HPC Grid Tutorial: How to Schedule Jobs on the Grid

NOTE: This page is not a replacement for the manual. It is supplementary material and should be used only after reading PBS documentation: PBS Professional User’s Guide and PBS Professional Reference Guide. For users that maintain their own environments and shells, the PBS Pro binaries and man pages are installed in /usr/pbs/bin/ and /usr/pbs/man respectively. 

When logging onto the Grid, you are connected to the head node called Warrior. Compute nodes are accessed through the PBS Scheduler with either a batch job or an interactive (shell) job. Individual compute nodes cannot be accessed directly unless a user has job(s) running on said node. For information regarding available queues and nodes, refer to the Available HPC Nodes page.

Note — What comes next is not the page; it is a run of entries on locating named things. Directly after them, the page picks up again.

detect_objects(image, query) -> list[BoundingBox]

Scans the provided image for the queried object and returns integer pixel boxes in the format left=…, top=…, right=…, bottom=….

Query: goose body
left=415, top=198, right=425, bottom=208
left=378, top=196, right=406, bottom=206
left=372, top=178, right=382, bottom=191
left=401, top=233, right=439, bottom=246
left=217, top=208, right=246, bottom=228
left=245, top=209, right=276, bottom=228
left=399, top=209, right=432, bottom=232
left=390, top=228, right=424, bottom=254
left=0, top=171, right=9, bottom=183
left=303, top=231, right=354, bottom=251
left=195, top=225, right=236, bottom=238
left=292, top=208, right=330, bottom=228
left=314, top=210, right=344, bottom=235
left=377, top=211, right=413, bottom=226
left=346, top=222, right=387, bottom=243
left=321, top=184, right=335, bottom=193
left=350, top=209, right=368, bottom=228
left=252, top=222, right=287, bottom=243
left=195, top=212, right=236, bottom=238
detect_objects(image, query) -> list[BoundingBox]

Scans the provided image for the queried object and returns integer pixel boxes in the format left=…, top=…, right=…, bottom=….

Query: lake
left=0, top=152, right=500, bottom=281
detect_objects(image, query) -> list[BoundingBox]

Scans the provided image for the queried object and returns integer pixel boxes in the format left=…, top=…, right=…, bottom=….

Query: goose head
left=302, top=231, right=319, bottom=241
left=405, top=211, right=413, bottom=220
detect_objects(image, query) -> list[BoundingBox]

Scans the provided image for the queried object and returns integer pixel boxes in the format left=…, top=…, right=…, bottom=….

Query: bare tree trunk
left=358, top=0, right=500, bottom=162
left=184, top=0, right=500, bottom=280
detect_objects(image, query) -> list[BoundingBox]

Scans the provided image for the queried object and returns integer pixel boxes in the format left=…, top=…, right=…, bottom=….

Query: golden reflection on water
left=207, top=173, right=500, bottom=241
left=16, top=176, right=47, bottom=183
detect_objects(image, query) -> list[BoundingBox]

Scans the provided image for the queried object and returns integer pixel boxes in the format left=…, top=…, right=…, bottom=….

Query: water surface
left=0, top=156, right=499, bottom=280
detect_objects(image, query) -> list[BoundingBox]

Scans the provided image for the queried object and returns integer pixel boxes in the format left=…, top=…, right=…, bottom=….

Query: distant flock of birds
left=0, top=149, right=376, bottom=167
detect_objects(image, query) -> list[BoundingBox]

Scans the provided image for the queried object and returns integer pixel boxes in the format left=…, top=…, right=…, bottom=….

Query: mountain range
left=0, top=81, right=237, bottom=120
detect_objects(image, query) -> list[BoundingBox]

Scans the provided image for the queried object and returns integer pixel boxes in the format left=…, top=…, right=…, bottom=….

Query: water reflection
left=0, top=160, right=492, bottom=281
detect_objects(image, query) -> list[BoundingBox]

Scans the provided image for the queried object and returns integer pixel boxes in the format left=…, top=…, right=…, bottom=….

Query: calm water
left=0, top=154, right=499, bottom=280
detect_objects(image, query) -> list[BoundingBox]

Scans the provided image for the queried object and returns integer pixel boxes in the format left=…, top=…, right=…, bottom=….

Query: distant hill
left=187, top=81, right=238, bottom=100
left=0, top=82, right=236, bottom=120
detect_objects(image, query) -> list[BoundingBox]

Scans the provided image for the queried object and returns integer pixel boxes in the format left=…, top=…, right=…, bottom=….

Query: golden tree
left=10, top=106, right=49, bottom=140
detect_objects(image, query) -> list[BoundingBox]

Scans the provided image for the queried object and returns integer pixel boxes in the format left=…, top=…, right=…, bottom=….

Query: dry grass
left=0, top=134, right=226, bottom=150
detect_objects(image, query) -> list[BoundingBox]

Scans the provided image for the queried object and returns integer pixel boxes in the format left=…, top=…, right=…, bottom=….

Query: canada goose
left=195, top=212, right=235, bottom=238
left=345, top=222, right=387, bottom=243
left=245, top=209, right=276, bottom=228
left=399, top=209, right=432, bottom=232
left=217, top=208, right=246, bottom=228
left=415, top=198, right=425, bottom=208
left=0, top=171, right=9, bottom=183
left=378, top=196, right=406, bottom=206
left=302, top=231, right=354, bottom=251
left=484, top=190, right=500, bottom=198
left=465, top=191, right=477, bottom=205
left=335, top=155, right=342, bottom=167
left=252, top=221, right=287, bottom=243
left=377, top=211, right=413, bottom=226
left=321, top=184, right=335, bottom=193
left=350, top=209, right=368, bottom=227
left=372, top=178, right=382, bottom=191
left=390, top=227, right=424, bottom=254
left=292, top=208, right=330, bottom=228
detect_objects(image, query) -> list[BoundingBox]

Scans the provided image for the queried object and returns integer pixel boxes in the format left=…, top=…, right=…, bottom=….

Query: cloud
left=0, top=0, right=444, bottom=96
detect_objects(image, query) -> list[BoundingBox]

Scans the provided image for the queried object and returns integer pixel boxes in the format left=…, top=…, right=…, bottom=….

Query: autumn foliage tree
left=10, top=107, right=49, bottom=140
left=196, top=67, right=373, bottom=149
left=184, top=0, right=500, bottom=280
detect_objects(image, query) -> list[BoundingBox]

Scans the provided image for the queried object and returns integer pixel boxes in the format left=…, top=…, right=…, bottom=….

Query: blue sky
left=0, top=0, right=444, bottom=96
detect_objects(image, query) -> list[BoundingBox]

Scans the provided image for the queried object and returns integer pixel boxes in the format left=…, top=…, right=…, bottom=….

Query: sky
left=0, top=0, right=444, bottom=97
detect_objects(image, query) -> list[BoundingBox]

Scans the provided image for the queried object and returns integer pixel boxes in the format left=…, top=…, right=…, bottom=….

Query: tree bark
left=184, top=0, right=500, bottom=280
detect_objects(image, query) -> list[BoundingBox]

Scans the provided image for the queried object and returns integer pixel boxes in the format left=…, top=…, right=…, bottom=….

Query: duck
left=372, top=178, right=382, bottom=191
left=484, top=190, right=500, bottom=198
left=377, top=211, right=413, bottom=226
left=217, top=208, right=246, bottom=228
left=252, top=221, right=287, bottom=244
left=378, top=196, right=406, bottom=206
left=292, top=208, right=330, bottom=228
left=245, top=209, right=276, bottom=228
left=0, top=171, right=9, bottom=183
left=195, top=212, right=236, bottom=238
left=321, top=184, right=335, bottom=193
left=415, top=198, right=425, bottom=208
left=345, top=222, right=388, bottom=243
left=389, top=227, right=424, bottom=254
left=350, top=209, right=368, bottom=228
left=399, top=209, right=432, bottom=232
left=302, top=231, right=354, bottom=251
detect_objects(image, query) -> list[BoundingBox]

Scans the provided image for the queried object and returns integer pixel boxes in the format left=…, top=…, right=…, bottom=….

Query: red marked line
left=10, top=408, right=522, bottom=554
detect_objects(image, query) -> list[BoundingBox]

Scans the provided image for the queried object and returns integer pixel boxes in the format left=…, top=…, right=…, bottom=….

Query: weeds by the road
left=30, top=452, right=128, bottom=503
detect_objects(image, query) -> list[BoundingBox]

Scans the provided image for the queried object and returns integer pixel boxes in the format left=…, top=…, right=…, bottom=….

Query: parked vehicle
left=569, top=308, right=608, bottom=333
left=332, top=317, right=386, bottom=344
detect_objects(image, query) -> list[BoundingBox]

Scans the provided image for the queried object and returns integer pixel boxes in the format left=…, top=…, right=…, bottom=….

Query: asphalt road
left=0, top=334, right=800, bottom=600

Submitting Specific Types of Jobs

The examples below are samples of possible job files, which contain a script used for running a job. Job files can be used to define a shell, options, resources, and the job to be run. These job files are executed with the qsub command. These examples can be taken and modified to suit your needs. When creating a job file, be sure that there are no unwanted special characters or line breaks.

Single Threaded Applications

#!/bin/bash

#PBS -l ncpus=1

## The user requests one processor

#PBS -m ea

## Specifies an email to be sent when the job aborts or completes

#PBS -M zz9992@wayne.edu

## Specifies the email recipient

#PBS -o /wsu/home/zz/zz99/zz99992/pbs/job_name/completed/output_file

## Output to be written to the file 'output_file'

#PBS -e /wsu/home/zz/zz99/zz9992/pbs/job_name/completed/error_file

## Errors to be written to the file 'error_file'

 

cd $TMPDIR

## The user moves to the directory in /tmp called $TMPDIR created by PBS 

 

cp /wsu/home/zz/zz99/zz9992/pbs/job_name/script_file $TMPDIR

cp /wsu/home/zz/zz99/zz9992/pbs/job_name/data_file $TMPDIR

## The user copies the script and data files to the $TMPDIR directory

 

$TMPDIR/script_file\

## The script 'script_file' is executed

 

mv $TMPDIR/* /wsu/home/zz/zz99/zz9992/pbs/job_name/completed/.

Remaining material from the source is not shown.